Around the scottish blogosphere, everyone’s (here, here, here, here) talking of what disgrace this election has been: shambles is the buzz word. And, indeed, it has been a shambles in at least two respects: discounted votes and delayed counting. It appears that the latter depended on the former, with e-counting machines running much slower and getting stuck because they had to refer to human beings too many ambiguous ballot papers. But it is clearly the discounted votes that are the most worrying, because the way in which the elections has been organized might have had an effect on the results, thereby potentially undermining the democratic process.
People have been talking no end about how confusing the ballot papers were. Early last night, I was quite upset by that: I have never liked that kind of underestimation of the electorate. We are not stupid; and we can, surprise surprise, tell crosses from numbers. But then I realized that there was a moment of hesitation, when I put down the two ballot papers, in which I had to remind myself which wanted crosses, which wanted numbers. And, given that the only people I have met at polling stations have been pensioners, I guess my moment, when you add 50years, you subtract some eye-sight, some hearing, some breath, and some clarity of mind, might turn into 100,000 spoiled votes. The responsibility, in short, is with old folk, and the solution is easy: let us not allow old people to vote. They make a mess, and a lot of them won’t be around for the whole term anyway. And I mean, the consequence of that will just be a dramatic drop in turnout – which is great news for politicians.
Seriously, the people I have voted for made it: Sarah Boyack in Edinburgh Central overcame both the LibDem challenge and the SNP challenge; and the Greens got Harper in through my Lothian regional list.

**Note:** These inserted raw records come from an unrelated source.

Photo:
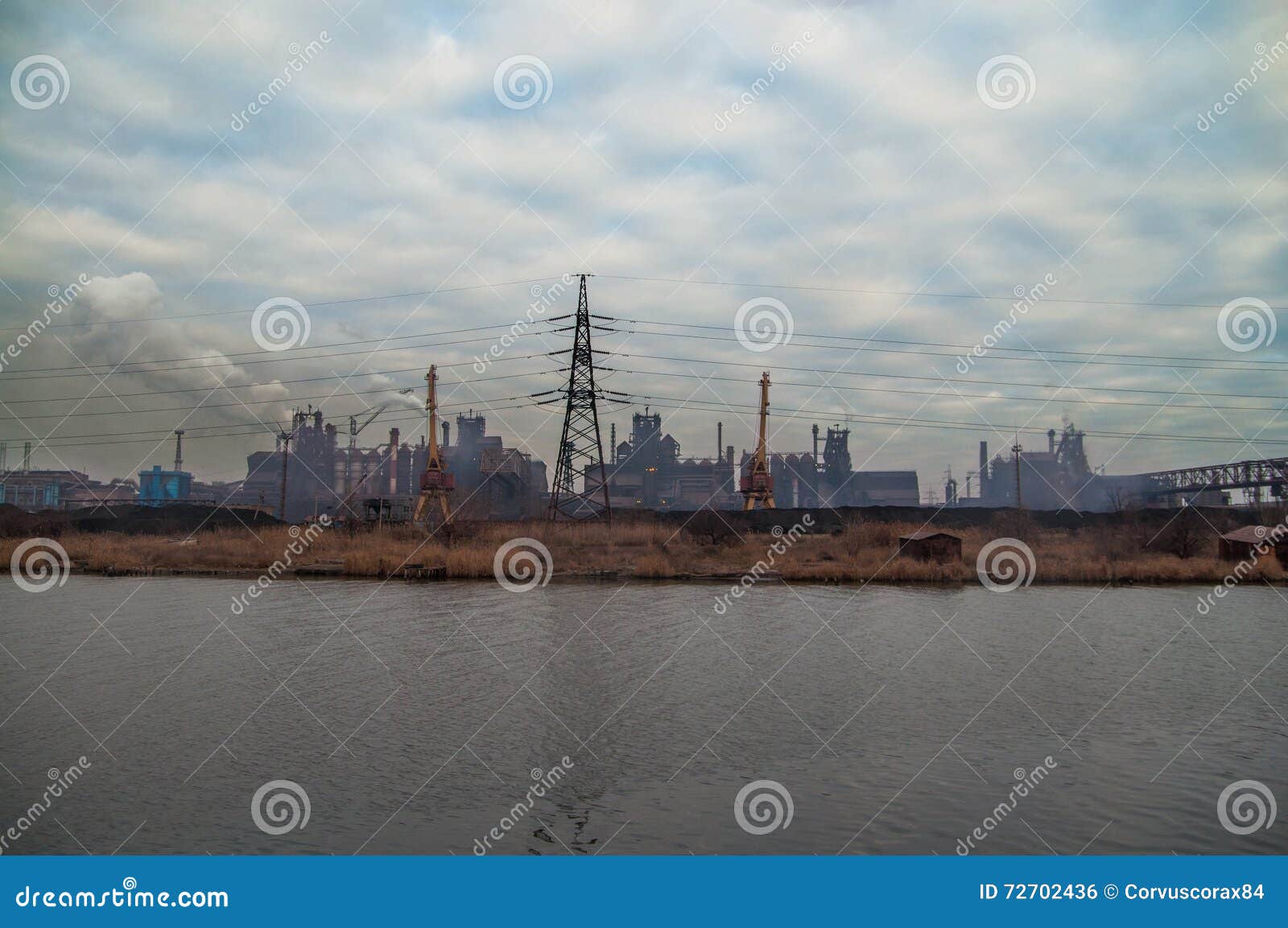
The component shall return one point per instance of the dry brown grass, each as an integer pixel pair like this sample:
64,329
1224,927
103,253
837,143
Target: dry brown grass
863,551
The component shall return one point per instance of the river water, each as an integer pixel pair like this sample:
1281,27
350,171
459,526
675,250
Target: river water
414,716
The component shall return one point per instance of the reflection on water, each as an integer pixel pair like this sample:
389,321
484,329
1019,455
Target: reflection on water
416,716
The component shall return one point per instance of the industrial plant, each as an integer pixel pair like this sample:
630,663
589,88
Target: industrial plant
319,468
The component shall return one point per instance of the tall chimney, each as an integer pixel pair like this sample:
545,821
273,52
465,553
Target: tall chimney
393,461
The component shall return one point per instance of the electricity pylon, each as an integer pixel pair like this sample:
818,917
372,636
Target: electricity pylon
580,447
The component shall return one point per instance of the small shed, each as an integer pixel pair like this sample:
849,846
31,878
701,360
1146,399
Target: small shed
1253,542
931,546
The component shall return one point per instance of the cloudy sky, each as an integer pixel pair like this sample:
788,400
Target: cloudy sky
412,173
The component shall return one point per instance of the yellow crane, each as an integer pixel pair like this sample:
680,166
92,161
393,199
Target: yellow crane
757,485
436,483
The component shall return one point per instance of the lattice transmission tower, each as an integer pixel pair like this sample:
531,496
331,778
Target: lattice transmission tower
580,448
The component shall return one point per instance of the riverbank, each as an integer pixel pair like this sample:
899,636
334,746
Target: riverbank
705,549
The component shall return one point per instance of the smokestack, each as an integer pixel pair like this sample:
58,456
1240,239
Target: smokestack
393,461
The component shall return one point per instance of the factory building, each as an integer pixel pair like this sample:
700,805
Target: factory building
382,483
34,489
828,479
647,472
1050,479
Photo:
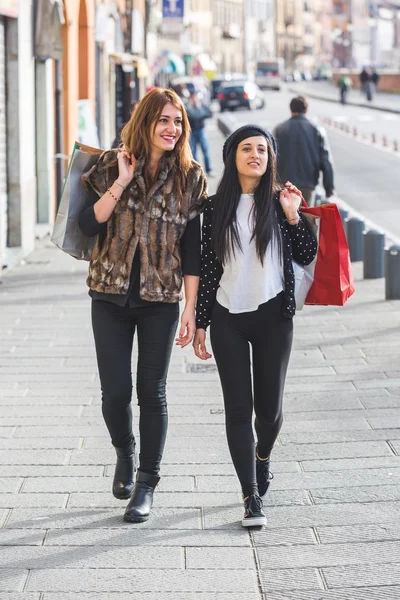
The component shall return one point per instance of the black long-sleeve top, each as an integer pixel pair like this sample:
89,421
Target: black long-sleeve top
190,256
297,244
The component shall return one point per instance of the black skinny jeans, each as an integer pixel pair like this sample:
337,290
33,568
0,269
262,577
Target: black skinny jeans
270,336
114,328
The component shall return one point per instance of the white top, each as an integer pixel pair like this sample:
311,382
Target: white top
245,282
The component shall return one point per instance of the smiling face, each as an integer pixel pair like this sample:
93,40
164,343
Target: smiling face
168,129
252,157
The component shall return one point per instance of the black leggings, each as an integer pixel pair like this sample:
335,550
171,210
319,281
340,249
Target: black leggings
270,336
114,328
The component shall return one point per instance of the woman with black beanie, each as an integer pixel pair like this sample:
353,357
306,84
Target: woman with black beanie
252,230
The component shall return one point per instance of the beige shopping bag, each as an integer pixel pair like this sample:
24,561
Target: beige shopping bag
75,197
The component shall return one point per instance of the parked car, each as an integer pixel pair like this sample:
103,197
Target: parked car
185,85
221,78
240,93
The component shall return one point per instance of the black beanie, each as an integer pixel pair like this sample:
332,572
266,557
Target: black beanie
241,134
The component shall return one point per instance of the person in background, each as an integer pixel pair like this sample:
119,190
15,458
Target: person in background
344,85
303,152
117,141
252,229
197,114
375,79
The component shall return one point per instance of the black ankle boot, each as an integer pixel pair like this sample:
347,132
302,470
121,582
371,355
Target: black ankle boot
138,509
124,472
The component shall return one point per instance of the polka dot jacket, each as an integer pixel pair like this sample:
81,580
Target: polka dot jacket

In the end, I don’t even mind the overall result: the SNP as the main party means change, but they haven’t got the numbers to do anything stupid. They haven’t got the numbers to do anything, you’ll say. True enough, but that’s PR. And, to be honest, the fact that all the four main parties got a good number of seats through the constituency vote, and that only one party got into parliament merely because of the regional list (and with only two MSPs), goes to show that we don’t need PR. Indeed, for Holyrood more than for Westminster, we can get good representation without PR; which means good representation + good governance, rather than good representation at the expense of good governance.